Los demoledores de la Transición y de la concordia no ocultan sus intenciones. Quieren una nueva guerra civil, a ser posible incruenta, en la que ellos resulten ahora vencedores. De eso se trata. Lo demás es retórica. Pretender que media España derrote ahora a la otra media no puede consistir en otra cosa que en destruir España. Son las condiciones revanchistas de la concordia impuesta (por lo tanto, de la falsa concordia), la concordia maniquea: reconoce tu culpa, extínguete y entonces nos reconciliamos.

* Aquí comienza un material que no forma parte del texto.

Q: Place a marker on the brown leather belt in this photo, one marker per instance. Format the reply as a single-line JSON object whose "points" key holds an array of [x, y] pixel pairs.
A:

En esta hora decisiva no hay lugar ni para el politicismo ni para el apoliticismo. Decía Ortega y Gasset que quien todo lo ve políticamente es un majadero, pero quien nunca se ocupa de política es un inmoral. No es el momento presente ni para inmorales ni para majaderos. Exhibir un displicente cansancio estetizante de la política puede ser propio de deficientes morales. Aferrarse a un politicismo frenético y delirante es distintivo de majaderos. La gravedad del tiempo exige intervención política, pero mucho más acción pedagógica y moral. La preocupación por la superficie política no es incompatible con la serena dedicación a la profundidad moral. No está en juego el Estado sino la Nación. No debemos agobiarnos pensando qué va a suceder, sino decidir qué puedo hacer, qué voy a hacer. No está en juego qué España, sino España, su supervivencia. Ella es lo que está, de nuevo, en nuestras manos.

Ignacio Sánchez Cámara es catedrático de Filosofía de la Universidad Rey Juan Carlos.